Visualizing the Transformation

Eigenvectors represent directions that remain unchanged (except for scaling) when the transformation represented by matrix $A$ is applied. Let's visualize this for our matrix A. We'll transform a standard basis vector $e_1 = [1, 0]$ and compare its transformation with that of the first eigenvector $v_1$.

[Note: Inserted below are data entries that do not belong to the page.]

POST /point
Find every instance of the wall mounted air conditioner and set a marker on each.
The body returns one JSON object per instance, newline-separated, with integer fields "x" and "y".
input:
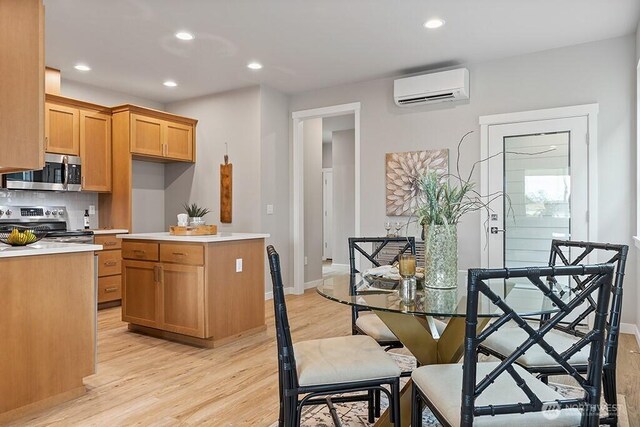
{"x": 452, "y": 85}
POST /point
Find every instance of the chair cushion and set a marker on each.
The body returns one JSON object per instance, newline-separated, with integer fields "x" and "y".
{"x": 442, "y": 384}
{"x": 342, "y": 359}
{"x": 372, "y": 325}
{"x": 505, "y": 340}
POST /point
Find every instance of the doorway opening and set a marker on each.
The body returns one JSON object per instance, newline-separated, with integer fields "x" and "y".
{"x": 544, "y": 164}
{"x": 311, "y": 231}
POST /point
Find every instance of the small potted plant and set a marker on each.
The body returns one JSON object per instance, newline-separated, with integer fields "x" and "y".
{"x": 196, "y": 214}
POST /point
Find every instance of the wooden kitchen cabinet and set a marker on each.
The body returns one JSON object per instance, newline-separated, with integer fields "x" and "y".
{"x": 62, "y": 129}
{"x": 21, "y": 85}
{"x": 158, "y": 135}
{"x": 140, "y": 293}
{"x": 142, "y": 134}
{"x": 147, "y": 136}
{"x": 82, "y": 129}
{"x": 182, "y": 299}
{"x": 179, "y": 142}
{"x": 194, "y": 293}
{"x": 95, "y": 151}
{"x": 109, "y": 270}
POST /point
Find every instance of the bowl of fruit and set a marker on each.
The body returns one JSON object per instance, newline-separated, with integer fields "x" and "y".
{"x": 21, "y": 236}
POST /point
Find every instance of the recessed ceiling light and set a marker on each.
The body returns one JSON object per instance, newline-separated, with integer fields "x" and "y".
{"x": 183, "y": 35}
{"x": 434, "y": 23}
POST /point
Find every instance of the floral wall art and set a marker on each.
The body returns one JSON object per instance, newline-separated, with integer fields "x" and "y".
{"x": 403, "y": 171}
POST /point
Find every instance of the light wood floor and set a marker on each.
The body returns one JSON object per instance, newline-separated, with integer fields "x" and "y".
{"x": 146, "y": 381}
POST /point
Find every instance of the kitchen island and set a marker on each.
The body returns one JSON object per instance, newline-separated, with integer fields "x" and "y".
{"x": 48, "y": 324}
{"x": 198, "y": 290}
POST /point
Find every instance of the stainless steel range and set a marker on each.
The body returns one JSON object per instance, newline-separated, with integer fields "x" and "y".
{"x": 53, "y": 218}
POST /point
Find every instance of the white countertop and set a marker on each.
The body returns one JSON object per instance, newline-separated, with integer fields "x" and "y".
{"x": 45, "y": 248}
{"x": 220, "y": 237}
{"x": 109, "y": 231}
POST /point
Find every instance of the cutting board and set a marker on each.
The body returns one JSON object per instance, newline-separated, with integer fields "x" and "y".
{"x": 198, "y": 230}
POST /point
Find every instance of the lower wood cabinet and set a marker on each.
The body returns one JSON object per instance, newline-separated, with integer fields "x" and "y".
{"x": 194, "y": 290}
{"x": 164, "y": 296}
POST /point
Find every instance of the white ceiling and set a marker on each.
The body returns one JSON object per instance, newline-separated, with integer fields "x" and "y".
{"x": 305, "y": 44}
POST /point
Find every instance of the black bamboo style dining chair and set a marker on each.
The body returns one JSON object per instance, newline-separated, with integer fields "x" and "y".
{"x": 363, "y": 321}
{"x": 503, "y": 393}
{"x": 310, "y": 372}
{"x": 565, "y": 334}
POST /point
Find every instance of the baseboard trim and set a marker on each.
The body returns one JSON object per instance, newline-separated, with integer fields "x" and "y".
{"x": 312, "y": 284}
{"x": 269, "y": 295}
{"x": 630, "y": 328}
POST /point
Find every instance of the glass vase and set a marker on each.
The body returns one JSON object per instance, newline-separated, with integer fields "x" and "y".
{"x": 441, "y": 256}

# Define standard basis vector e1 and the first eigenvector v1
e1 = np.array([1, 0])
# v1 is already defined from previous steps

# Apply the transformation A
Ae1 = A @ e1
Av1 = A @ v1 # This should be lambda_1 * v1

# Prepare data for plotting
origin = np.array([[0, 0], [0, 0], [0, 0], [0, 0]]) # origins for arrows
vectors = np.array([e1, Ae1, v_1, Av1]) # vectors

The plot shows the original vectors (solid lines) and their transformations by matrix A (dashed lines). The blue vector $e_1$ is rotated and scaled. The red vector $v_1$ (an eigenvector) is only scaled along its original direction by a factor equal to its eigenvalue ($\lambda_1 \approx 5$). Its transformed version $A v_1$ lies on the same line.

Important Notes

• Numerical Stability: Direct calculation of $P^{-1}$ can sometimes be numerically unstable, especially for large matrices or matrices that are close to singular (non-invertible). Methods like SVD (covered in the next chapter) are often preferred in practice for related tasks.
• Non-Diagonalizable Matrices: Not all square matrices can be decomposed as $PDP^{-1}$. This occurs if the matrix does not have a full set of linearly independent eigenvectors. NumPy's np.linalg.eig might still compute eigenvalues and vectors, but $P$ would be singular (non-invertible). Symmetric matrices, however, are always diagonalizable.
• Complex Eigenvalues/Eigenvectors: If the matrix A is not symmetric, it might have complex eigenvalues and eigenvectors. np.linalg.eig handles this correctly, returning arrays with complex data types if necessary.

This practical exercise demonstrates how NumPy simplifies the calculation of eigenvalues, eigenvectors, and the verification of eigen-decomposition. Understanding these computations is important for grasping how algorithms like PCA leverage the inherent structure of data revealed by these special vectors and scalars.